Monday, October 24, 2011

ASP.NET Sites Vulnerable to SQL injection

SQL injection hack opens 180K sites:

A new, prepackaged set of SQL injection techniques are circling the Internet, injecting malicious JavaScript into sites that run on ASP.NET with code that allows attackers to open a door on the sites and slip in malware or other exploits that they can use to take over or sabotage the site.

According to Alex Rothacker, director of security research for Application Security, Inc.'s Team Shatter, which lists SQL injections with data-base access components the No. 2 security risk.

So far, 180,000 sites have had been penetrated by the new attack, which differs from existing SQL injections like the ones that cracked Sony 17 or 18 times because it attacks not one site at a time, but dozens.

Once they're cracked, the infected sites start serving copies of the malware to their visitors, extending the attack even further.

The attacks started Oct. 9, according to web security provider Armorize, which also found only six of 43 virus detectors can pick up the malicious code.

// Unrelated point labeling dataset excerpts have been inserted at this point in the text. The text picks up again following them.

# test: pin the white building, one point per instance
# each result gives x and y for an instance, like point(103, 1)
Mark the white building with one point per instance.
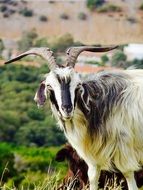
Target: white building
point(134, 51)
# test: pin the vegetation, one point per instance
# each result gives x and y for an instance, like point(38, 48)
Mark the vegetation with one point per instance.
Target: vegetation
point(21, 122)
point(93, 4)
point(27, 40)
point(1, 47)
point(82, 16)
point(25, 168)
point(119, 59)
point(43, 18)
point(141, 7)
point(64, 16)
point(26, 12)
point(109, 8)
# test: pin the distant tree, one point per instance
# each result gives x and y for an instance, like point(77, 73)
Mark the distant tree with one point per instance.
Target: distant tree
point(27, 40)
point(60, 44)
point(26, 12)
point(104, 59)
point(43, 18)
point(1, 47)
point(92, 4)
point(119, 59)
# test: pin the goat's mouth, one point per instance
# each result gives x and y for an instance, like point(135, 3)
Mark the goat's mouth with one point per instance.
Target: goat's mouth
point(67, 116)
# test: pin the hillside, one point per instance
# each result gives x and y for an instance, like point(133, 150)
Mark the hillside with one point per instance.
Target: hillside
point(125, 26)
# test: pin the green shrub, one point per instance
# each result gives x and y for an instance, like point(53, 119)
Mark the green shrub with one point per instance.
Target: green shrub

The attack injects malicious JavaScript code into ASP.NET sites that store HTML content in SQL Server databases – content that acts as a cache to make subsequent visits to that page far quicker because the main page is coming out of a local database rather than through the Internet, according to Rothacker, whose analysis ran in HelpNet Security

When a visitor hits the site, the pages link the browser to a site called jighui.com, which runs a script that infects it with botnet-control code that gives the botnet owner control to run code or make changes on the newly zombified machine.